Editor’s note: On Thursday night, Lulu eGames awarded $40,000 to NCSU student startups. Meanwhile, AuthenTec founder Scott Moody also offered advice to those wanting to be entrepreneurs. Sara Bill reports for Exit Event, a news partner with WRALTechWire.

RALEIGH, N.C. – More than 100 North Carolina State University student entrepreneurs sit in a conference hall at the Lulu eGames awards ceremony, waiting to hear the winners announced. Their business ventures are diverse, ranging from inspirational t-shirts to innovative medical devices. But the participants all have one thing in common: they hope to be one of the lucky few to win a portion of $40,000 in prize money.

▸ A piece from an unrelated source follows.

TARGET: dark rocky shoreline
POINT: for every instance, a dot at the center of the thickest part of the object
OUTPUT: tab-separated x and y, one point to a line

And luck, it turns out, has a good deal to do with start-ups procuring funding and becoming successful. So says the keynote speaker F. Scott Moody, who co-founded the AuthenTec fingerprint sensor technology acquired by Apple in 2012 and whose newest venture K4Connect will soon unveil a system that allows homeowners to manage all of their smart devices in one place.

To the two dozen or so students who’ve just spent two months preparing for the annual competition, Moody shares the three major lessons he’s learned in his years building companies.

Lesson #1: You can’t be afraid.

Moody explains that the majority of businesses fail, and there is a lot of chance involved for those that survive. He even calls his job running a $200 million semi-conductor sector for Harris a “fluke.” But successful entrepreneurs are more than lucky, he points out. Because the odds are stacked against them, they have to be persistent.